Let $f(X)\in R[X]$. Show that $r$ is a root of $f(X)$ if and only if $f(X)\in (X − r)$.
Assume $r$ is a root of $f(X)$: $f(r)=0$ for some $r\in R$. How do we prove that $f(r)=(X − r)^n$ for some $n$?
Assume $f(X)\in (X − r)$: $f(X) = (X − r)^n$ for some $n$. How do we prove $f(r)=0$?
Suppose $f(x)$ is in the ideal generated by $x-r$; this just means $f(x)=g(x)(x-r)$ for some polinomial $g(x)$. Then simple substitution shows that $f(r)=g(r)(r-r)=g(r)\cdot 0=0$.

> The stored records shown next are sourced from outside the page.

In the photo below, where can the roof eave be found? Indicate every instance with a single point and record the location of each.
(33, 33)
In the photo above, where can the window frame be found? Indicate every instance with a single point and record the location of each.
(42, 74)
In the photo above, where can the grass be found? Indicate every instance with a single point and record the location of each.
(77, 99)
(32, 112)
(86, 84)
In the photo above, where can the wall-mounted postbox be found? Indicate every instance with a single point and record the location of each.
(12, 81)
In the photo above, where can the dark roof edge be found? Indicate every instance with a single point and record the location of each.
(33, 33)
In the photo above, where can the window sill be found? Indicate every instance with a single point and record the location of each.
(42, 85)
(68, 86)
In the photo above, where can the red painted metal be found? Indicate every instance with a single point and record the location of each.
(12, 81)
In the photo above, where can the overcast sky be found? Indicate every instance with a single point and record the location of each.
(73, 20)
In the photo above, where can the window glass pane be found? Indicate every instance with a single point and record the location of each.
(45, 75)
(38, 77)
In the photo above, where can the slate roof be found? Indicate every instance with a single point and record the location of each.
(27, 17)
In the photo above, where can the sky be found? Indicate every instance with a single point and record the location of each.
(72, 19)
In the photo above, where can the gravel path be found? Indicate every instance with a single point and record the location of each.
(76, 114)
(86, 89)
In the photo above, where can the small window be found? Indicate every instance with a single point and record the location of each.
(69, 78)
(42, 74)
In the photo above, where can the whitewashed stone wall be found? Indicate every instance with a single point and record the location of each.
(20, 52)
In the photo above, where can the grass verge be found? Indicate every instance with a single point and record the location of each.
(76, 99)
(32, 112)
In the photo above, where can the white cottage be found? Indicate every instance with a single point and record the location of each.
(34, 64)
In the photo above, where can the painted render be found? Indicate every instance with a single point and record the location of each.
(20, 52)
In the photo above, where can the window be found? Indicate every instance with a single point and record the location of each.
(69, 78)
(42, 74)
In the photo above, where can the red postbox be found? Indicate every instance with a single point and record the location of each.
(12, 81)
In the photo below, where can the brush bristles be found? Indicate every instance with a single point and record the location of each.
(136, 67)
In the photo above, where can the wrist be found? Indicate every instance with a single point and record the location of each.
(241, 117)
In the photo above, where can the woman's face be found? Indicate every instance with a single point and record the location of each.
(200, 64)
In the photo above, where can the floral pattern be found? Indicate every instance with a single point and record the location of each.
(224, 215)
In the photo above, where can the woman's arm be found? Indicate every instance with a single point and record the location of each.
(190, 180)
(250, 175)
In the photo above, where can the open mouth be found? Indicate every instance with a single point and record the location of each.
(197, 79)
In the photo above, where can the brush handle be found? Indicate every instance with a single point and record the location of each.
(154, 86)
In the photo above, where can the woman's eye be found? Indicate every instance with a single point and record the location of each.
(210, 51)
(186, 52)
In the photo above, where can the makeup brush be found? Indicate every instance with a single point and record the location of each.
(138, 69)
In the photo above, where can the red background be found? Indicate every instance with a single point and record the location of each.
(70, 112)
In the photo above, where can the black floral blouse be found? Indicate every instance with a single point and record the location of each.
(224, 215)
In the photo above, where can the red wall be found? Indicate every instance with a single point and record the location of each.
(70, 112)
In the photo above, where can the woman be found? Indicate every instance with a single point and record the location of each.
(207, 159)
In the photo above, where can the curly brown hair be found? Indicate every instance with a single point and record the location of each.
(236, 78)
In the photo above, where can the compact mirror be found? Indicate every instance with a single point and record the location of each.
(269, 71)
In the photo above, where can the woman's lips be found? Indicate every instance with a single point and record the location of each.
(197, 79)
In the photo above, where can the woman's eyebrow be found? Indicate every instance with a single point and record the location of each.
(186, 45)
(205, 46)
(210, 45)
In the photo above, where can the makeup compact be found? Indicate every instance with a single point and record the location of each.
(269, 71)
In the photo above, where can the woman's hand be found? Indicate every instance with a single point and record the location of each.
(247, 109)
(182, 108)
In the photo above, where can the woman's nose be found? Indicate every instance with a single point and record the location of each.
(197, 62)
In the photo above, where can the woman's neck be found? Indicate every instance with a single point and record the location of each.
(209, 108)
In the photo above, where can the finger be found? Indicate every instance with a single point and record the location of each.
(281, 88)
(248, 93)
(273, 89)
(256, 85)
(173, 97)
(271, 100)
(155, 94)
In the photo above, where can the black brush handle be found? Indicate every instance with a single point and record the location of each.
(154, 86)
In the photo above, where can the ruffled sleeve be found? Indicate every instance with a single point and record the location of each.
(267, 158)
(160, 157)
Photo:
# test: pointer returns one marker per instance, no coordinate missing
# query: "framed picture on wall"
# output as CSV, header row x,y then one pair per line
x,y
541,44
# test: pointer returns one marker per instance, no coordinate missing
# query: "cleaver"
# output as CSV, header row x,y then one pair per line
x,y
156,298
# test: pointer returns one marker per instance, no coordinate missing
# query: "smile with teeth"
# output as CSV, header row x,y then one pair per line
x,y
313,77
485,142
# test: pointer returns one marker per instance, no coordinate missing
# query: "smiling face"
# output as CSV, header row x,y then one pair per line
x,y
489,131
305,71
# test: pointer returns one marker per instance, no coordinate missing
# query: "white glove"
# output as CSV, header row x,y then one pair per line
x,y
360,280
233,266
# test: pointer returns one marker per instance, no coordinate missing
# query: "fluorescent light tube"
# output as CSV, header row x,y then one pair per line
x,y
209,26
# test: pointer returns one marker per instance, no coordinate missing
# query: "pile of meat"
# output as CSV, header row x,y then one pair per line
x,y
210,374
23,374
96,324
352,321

On the other hand, if $f(r)=0$, divide $f(x)$ by $x-r$ (which you can always do because $X-r$ is monic) to get a quotient $q(x)$ and a remainder $m(x)$ such that $$f(x)=q(x)(x-r)+m(x).$$ Since it must be $\deg(m(x))<\deg(x-r)=1$, actually $m(x)$ must be a constant $m$ (could be $0$). Hence $$f(x)=q(x)(x-r)+m.$$ Now substitute $r$ in the previous identity to get $f(r)=q(r)(r-r)+m=q(r)\cdot 0+m = m$; but $f(r)=0$ by hypothesis, hence $m=0$ and therefore $$f(x)=q(x)(x-r),$$ i.e., $f(x)$ is in the ideal generated by $x-r$.